Beste Beurteilung und Zukunftsperspektiven
Von einem solchen Schicksal ist der Hungaroring inzwischen wieder weit entfernt. Mehr noch: Mit der Austragung von 30 Formel-Eins-Rennen ohne Unterbrechung befindet er sich neben Monte Carlo und Monza weltweit in der Spitzengruppe der Formel-1-Rennstrecken. Generell habe Budapest in Formel-1-Kreisen einen ausgezeichneten Ruf. „Unsere Gäste mögen Budapest. Der Hungaroring hat eine absolut positive Beurteilung“, so Gyulay stolz. Er schätzt, dass sich der Hungaroring als Gesamtpaket weltweit in der Top Vier der Formel-1-Rennstrecken befindet.

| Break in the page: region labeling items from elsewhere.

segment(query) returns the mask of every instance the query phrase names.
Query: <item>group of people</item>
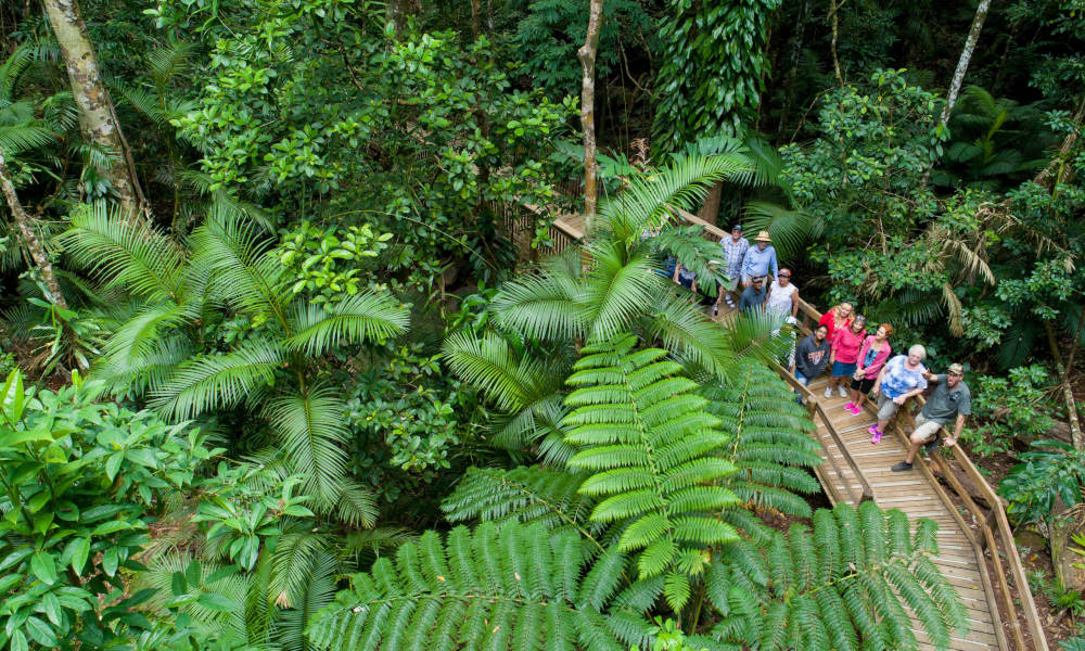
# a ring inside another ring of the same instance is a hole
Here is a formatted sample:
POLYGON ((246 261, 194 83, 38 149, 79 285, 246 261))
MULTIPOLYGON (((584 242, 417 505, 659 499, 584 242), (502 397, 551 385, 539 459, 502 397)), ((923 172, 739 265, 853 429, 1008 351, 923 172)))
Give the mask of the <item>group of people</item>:
POLYGON ((875 396, 877 422, 867 430, 875 445, 901 406, 933 384, 933 393, 916 417, 907 458, 891 468, 894 472, 911 470, 920 447, 928 452, 936 449, 939 434, 950 422, 954 431, 945 438, 945 445, 956 445, 965 419, 972 412, 972 395, 963 381, 965 368, 952 363, 944 374, 931 372, 923 366, 927 349, 919 344, 909 347, 907 354, 894 356, 890 343, 893 326, 880 323, 869 334, 866 318, 854 311, 852 304, 845 302, 825 312, 814 331, 795 346, 792 372, 800 383, 809 386, 828 370, 825 397, 839 393, 848 400, 844 410, 853 414, 863 411, 868 395, 875 396))
MULTIPOLYGON (((780 268, 771 242, 768 232, 761 231, 751 245, 742 237, 741 225, 735 225, 730 237, 719 241, 724 254, 719 264, 727 281, 719 285, 714 315, 718 314, 722 302, 736 307, 733 296, 738 295, 739 309, 763 309, 781 321, 797 323, 799 290, 791 282, 791 270, 780 268), (738 293, 740 285, 742 291, 738 293)), ((674 281, 697 291, 695 276, 680 263, 675 266, 674 281)), ((851 303, 841 303, 825 312, 817 328, 796 344, 789 362, 791 372, 804 386, 809 386, 828 369, 825 397, 837 393, 847 398, 843 408, 852 414, 863 411, 868 395, 875 396, 877 422, 867 430, 875 445, 881 441, 897 409, 933 383, 934 391, 916 418, 908 456, 891 469, 904 472, 912 469, 920 447, 928 452, 937 448, 939 434, 950 422, 954 431, 946 437, 945 445, 956 445, 965 419, 971 413, 971 393, 965 384, 961 365, 949 365, 943 374, 932 373, 923 366, 927 358, 923 346, 916 344, 906 355, 893 356, 892 336, 891 323, 880 323, 870 333, 866 318, 856 315, 851 303)), ((801 397, 799 399, 801 401, 801 397)))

Dafür verantwortlich sei unter anderem die Beschaffenheit des Ringes selber, aber auch seine Nähe zur international beliebten Großstadt Budapest. Auch das Timing des Rennens – mitten in der Urlaubsperiode – dürfte natürlich zur Attraktivität des Formel-1-Rennens auf dem Hungaroring beitragen. Geschätzt werde aber auch der fachliche Hintergrund der ungarischen Mitarbeiter. Das gehe so weit, dass ungarische Formel-1-Experten inzwischen weltweit Einladungen zu Trainings und Vorträgen erhalten, um von deren Know-how und Erfahrungen zu profitieren.
Wegen all dieser Gegebenheiten, aber auch der eingangs erwähnten beruhigenden Eigentümer-Situation sei es kein Wunder, dass sich die Zusammenarbeit mit der Formula One Group inzwischen sehr gut und langfristig gestalte. Derzeit gebe es einen Vertrag bis 2021. Gyulay ist sich sicher, diesen Vertrag in diesem Jahr bis 2026 verlängern zu können. Bei so viel Planungssicherheit wird wohl auch der Tag nicht mehr fern sei, an dem er zum ersten Spatenstich für die geplante Großinvestition ansetzen kann.